Hand & Wrist · Acute injury

Metacarpal (Boxer's) Fracture

Fracture of a metacarpal bone in the hand

Cared for across all 6 OSI locations

Overview

what it is and why it matters
Palmar dissection of the hand and wrist showing the eight carpal bones, flexor tendons, and median and ulnar nerves.
Hand and wrist anatomy. Eight small carpal bones form the wrist and connect the forearm to the five metacarpals of the palm. Finger tendons and the median and ulnar nerves pass through narrow tunnels in the wrist on their way into the hand.
Wilfredor · Wikimedia Commons · CC BY-SA 3.0

Metacarpal fractures are among the most common hand fractures seen in the emergency department. The "boxer's fracture" specifically refers to a neck fracture of the ring or small finger metacarpal from a direct axial load — punching a wall or another person. The head angulates volarly, producing a depressed knuckle.

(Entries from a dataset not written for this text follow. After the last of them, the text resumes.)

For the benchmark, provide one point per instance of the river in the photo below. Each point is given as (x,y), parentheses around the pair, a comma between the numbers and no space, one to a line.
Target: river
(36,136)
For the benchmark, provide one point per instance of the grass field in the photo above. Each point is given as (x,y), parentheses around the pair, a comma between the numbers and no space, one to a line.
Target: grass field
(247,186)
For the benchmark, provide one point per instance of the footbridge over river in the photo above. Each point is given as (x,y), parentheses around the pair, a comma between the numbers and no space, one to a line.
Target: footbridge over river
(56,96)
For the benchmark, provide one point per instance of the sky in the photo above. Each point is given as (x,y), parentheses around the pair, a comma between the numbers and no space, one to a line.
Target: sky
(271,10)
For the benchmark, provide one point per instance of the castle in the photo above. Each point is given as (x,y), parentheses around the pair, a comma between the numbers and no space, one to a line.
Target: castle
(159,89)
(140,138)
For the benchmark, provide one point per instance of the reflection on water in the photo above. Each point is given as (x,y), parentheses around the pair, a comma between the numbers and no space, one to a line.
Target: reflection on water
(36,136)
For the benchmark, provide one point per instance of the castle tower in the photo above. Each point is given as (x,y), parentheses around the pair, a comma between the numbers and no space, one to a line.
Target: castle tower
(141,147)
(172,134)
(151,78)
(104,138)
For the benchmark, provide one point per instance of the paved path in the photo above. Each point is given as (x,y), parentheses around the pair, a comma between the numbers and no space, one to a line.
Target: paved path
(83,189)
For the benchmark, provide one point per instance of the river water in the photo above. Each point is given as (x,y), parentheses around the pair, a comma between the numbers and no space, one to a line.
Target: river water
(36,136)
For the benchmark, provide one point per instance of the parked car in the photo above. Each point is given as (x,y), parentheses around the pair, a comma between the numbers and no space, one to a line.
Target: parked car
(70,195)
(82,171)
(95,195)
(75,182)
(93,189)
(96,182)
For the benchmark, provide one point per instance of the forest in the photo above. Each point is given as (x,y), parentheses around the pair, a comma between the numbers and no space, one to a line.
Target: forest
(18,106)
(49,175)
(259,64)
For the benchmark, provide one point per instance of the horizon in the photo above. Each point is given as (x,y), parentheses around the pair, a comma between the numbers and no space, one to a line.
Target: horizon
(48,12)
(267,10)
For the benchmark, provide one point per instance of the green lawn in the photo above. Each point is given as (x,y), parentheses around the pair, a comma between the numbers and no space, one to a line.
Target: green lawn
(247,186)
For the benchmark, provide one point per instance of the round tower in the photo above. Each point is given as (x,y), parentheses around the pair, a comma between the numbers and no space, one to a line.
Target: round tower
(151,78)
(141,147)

Other metacarpal fractures (shaft, base, index/middle neck) require more scrutiny for rotation, shortening, and intra-articular extension.

Diagnosis

exam first, imaging second

PA, lateral, and oblique hand X-rays define fracture pattern, apex angulation, shortening, and rotation. Rotational malignment is best assessed clinically: flexing all fingers toward the scaphoid — any finger that crosses or gaps is rotated. Up to 40° of apex-dorsal angulation is acceptable at the ring/small metacarpal neck; less angulation is acceptable at the index and middle metacarpals.

Treatment Path

how care progresses at OSI
1

Buddy taping and functional splint

For minimally displaced, non-rotated small/ring finger neck fractures.

2

Ulnar gutter splint

Immobilizes ring and small finger neck fractures in the position of intrinsic-plus (70–90° MCP flexion) for 3–4 weeks.

3

Closed reduction

When angulation exceeds acceptable limits, the fracture is reduced under a digital block using the Jahss maneuver.

Surgical Options at OSI

if non-operative care isn't enough

Surgery is indicated for rotation, shortening >4–5 mm, intra-articular CMC fracture-dislocations, and fractures that cannot be held in reduction.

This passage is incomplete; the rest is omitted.